After training completes, the Brain page renders a new card:

Constraints
Toggle what you know about your data. The brain re-predicts honoring the chips you set.
monotonicity [ positive ] [ negative ] [ mixed ]
▲ pre-selected by the detector

The chips:

  • positive“as the input goes up, the output goes up”
  • negative“as the input goes up, the output goes down”
  • mixed“no consistent direction”

When the page first loads, the auto-test runs and the detector pre-fills one chip based on the sample it just saw. You can confirm it, override it, or unset it (click the active chip to clear).

4. Toggle a chip — the forecast moves live

Click a different chip. The “Test your brain” scoreboard reruns on the same data with the new tag. Predictions update in place. That’s the demo:

Same context. Same brain. Different chip. Different answer.

What’s not happening: no retraining, no new sampling, no model swap.

What is happening: the trained brain learned, during training, what each tag value means — and at inference it uses your chip as one more input alongside the data.

Why this is different from a prompt

LLMs take prompts. Prompts are unstructured natural language; they sometimes work, sometimes don’t, and you have no way to know which.

A chip is structured. It maps to a specific property of the model’s prior that was sampled across during training. When you toggle it, the model provably shifts (see the Axis honoring field in the run results — that’s the divergence the model produces between two opposite chip values on the same context).

If honoring is near zero, the chip is broken — the model trained but didn’t learn to use the tag. The number in the run results catches that for you. Above ~0.05 mean L2 you can usually see the change with your eyes; above 0.10 it’s unmissable.

What this template ships vs the standard PFNs reference

PFNs · referencePFNs · Promptable
Closed-form benchmarktight match to the analytic posteriorslightly looser (trains on a tag-mixture)
Brain page chipsnoneConstraints panel + detector pre-fill
Run results carryloss curve, RMSE+ axis_honoring, + companion detector
Best forreproducing the paper exactlydemoing steerability, building on top

Both ship the same Müller 2022 Bayesian-linear prior — the difference is the model spec and the training flag.

Authoring your own promptable brain

The marketplace template is the friendliest path. If you want to add a different axis (lag length, feedback structure, sensor reliability), you’re in developer-mode territory:

  1. Open Edit Prior. The Promptable axes section lets you declare a new axis with a name, kind (categorical / range / boolean), value list, and a Python hook that narrows the prior when the tag is set.
  2. Make sure your model spec uses tag_aware_transformer_encoder instead of transformer_encoder — the wizard doesn’t auto-swap yet, so this is a manual edit in the model YAML.
  3. Set promptable_training: true in your run hyperparams.

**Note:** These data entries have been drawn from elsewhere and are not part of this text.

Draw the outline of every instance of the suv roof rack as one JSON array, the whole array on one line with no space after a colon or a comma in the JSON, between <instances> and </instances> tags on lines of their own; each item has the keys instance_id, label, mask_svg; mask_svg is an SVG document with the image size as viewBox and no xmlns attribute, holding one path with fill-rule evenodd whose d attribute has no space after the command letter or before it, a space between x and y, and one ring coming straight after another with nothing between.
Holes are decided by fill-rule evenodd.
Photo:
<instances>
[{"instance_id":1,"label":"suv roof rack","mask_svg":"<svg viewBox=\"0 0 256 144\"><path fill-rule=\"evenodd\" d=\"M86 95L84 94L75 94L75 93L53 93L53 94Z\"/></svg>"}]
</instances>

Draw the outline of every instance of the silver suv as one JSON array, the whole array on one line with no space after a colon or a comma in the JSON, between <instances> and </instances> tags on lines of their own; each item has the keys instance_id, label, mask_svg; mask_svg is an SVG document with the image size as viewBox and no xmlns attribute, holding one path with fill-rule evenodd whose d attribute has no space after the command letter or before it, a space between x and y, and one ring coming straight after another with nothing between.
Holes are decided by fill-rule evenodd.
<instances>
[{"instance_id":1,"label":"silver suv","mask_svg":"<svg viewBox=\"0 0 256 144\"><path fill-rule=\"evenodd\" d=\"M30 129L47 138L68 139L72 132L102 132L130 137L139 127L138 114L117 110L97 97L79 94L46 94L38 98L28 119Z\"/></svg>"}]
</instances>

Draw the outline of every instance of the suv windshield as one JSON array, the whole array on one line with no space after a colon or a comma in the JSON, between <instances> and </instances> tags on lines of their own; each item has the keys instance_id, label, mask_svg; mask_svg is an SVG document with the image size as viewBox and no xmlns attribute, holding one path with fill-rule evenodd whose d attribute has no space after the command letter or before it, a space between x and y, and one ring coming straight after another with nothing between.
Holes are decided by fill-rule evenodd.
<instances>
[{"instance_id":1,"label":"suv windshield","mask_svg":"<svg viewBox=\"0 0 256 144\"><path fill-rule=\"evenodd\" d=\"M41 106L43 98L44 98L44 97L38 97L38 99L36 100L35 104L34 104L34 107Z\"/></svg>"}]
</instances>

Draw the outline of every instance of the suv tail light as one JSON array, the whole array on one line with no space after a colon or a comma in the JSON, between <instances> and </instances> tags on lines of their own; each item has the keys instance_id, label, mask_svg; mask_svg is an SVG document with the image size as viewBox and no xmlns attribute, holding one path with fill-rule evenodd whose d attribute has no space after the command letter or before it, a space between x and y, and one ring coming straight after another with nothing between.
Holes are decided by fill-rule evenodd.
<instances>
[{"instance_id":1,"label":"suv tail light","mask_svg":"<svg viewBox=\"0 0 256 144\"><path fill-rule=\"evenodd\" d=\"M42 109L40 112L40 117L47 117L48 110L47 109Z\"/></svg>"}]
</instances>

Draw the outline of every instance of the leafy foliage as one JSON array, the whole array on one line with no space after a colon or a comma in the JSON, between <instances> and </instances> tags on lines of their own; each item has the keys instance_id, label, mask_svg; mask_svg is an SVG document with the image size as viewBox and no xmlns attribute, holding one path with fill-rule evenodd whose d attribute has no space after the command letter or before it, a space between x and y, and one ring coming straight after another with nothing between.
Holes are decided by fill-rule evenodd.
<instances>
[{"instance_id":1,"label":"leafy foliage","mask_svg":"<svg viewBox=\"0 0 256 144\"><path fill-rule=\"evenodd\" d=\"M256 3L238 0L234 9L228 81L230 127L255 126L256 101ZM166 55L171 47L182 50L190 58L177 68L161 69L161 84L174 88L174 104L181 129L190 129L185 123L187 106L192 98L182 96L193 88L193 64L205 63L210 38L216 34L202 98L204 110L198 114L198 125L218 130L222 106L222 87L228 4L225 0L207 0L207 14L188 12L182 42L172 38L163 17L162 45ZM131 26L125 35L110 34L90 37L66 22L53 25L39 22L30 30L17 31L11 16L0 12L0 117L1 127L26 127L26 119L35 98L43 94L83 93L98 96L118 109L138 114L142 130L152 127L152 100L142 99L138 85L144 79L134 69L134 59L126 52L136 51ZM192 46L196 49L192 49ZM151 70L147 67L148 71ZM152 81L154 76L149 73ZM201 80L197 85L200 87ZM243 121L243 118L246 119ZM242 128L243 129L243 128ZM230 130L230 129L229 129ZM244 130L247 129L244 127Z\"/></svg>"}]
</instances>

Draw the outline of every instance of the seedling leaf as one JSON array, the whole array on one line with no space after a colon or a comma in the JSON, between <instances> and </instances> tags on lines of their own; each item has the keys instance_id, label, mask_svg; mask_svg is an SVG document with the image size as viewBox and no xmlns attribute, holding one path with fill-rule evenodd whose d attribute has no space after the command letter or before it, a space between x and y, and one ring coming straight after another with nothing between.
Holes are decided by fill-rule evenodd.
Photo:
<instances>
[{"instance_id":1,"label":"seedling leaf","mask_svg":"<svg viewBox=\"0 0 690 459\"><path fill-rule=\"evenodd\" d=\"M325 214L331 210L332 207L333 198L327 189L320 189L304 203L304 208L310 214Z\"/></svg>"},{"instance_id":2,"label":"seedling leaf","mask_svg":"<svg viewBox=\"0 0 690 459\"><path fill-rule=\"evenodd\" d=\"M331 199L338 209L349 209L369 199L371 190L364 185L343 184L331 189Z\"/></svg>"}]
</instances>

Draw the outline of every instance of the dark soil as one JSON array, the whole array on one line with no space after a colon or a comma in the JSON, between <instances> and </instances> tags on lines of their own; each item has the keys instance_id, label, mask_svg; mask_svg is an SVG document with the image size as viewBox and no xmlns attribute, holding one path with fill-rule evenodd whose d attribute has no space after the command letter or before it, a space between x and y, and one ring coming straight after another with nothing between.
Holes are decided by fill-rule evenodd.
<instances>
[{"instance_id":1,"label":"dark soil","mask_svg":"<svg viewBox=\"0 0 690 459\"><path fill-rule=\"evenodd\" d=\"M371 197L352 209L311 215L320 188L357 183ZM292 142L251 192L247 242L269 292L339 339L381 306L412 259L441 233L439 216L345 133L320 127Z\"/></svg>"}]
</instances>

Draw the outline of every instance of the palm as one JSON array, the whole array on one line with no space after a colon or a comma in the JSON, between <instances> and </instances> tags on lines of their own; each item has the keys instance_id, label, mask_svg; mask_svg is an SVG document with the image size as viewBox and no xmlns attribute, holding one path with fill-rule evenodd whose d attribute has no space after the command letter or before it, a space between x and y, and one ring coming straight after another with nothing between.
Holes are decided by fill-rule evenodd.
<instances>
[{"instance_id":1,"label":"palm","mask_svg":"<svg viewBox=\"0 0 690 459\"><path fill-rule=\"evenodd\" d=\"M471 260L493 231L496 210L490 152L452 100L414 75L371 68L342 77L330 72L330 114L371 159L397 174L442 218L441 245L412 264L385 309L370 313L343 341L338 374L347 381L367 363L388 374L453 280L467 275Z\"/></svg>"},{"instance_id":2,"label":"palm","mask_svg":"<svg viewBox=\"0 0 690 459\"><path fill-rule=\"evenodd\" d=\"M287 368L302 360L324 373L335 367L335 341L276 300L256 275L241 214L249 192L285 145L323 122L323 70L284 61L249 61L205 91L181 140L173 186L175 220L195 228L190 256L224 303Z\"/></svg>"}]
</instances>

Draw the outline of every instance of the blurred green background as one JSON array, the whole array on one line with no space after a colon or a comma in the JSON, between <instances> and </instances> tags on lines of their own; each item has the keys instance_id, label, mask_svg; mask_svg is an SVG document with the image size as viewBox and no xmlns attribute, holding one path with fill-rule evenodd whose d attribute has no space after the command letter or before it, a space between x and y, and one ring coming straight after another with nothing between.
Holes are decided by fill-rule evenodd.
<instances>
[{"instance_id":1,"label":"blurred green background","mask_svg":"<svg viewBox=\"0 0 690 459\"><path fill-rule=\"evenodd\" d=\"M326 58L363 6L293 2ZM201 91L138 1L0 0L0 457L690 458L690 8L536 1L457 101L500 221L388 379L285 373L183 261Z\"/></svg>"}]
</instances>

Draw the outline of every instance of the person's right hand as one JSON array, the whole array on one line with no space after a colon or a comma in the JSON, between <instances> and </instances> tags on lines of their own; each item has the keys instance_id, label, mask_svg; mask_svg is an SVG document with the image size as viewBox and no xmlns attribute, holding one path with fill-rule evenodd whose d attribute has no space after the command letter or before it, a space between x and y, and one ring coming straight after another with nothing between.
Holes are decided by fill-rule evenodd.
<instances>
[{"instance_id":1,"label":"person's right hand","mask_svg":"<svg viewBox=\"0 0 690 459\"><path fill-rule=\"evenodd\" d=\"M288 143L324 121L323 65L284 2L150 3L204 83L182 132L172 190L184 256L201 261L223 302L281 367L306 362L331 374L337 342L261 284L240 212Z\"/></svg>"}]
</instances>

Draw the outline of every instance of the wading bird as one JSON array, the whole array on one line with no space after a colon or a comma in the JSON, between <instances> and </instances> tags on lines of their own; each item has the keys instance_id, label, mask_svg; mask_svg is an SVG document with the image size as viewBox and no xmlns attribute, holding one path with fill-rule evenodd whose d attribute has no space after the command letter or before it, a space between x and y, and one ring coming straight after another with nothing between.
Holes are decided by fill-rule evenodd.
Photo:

See Developer mode for the file shapes.

What’s still rough

  • The wizard doesn’t auto-build promptable brains yet. Basic-mode users fork the template (works great); building from a fresh capability picker requires developer mode for now.
  • Honoring scores below ~0.10 produce a chip toggle the user can’t see. Training longer or on a bigger model fixes this — the marketplace template trades runtime for steerability you can demo at 16k steps.
  • One axis per template, today. Multi-axis training works (the framework handles arbitrary axis combinations) but no shipped template uses more than one.